También supongo que mucho de esto tiene que ver con el tiempo. Tanto en la sabiduría como en las relaciones, hay cosas que solo las da el paso de los años, y esa es probablemente la verdad menos comprendida por nuestra época y nuestras generaciones. Cuando pienso en la gente con la que converso a diario en Internet que tiene posiciones muy distintas a las mías en muchos temas me doy cuenta de que, incluso si es gente que no conozco físicamente, es gente con la que converso hace muchos años: nos hemos peleado y reconciliado, los he visto casarse y separarse, tener hijos o mudarse de país.
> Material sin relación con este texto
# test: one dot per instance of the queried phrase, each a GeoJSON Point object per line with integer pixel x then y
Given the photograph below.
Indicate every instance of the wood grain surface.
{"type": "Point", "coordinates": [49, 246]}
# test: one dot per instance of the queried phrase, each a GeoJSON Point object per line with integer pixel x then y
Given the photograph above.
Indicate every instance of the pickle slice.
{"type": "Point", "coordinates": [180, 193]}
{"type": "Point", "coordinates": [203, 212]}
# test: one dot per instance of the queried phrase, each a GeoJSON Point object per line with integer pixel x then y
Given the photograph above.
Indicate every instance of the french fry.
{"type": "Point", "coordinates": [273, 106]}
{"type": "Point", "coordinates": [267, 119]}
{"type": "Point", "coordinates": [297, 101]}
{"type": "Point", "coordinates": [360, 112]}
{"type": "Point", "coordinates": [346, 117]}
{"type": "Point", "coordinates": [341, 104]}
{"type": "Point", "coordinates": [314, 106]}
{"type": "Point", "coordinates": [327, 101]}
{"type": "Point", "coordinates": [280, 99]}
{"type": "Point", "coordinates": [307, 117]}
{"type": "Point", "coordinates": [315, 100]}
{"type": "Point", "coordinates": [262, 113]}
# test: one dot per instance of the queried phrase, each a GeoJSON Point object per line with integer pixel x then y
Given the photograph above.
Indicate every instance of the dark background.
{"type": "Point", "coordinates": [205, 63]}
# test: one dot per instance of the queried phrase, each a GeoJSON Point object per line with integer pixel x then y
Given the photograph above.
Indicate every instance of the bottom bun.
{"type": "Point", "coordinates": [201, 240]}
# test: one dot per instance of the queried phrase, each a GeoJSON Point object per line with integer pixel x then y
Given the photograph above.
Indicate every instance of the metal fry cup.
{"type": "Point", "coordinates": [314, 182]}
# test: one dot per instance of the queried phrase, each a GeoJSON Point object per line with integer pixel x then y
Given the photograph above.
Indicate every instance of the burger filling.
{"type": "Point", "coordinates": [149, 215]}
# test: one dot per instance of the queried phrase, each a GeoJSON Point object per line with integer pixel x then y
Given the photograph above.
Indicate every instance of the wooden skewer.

Incluso en las relaciones incorpóreas hay algo de la permanencia que va construyendo un mundo común, algo que no se rompe a partir de una diferencia, un contexto que permite pensar distinto sin miedo a que eso signifique quién te quiere y quién no, sin tener la seguridad de que otros te seguirán conversando y reconociendo. Somos frágiles las personas, puede que una no sea capaz de entregarse a pensar lo específico sin alguna versión de esa certeza.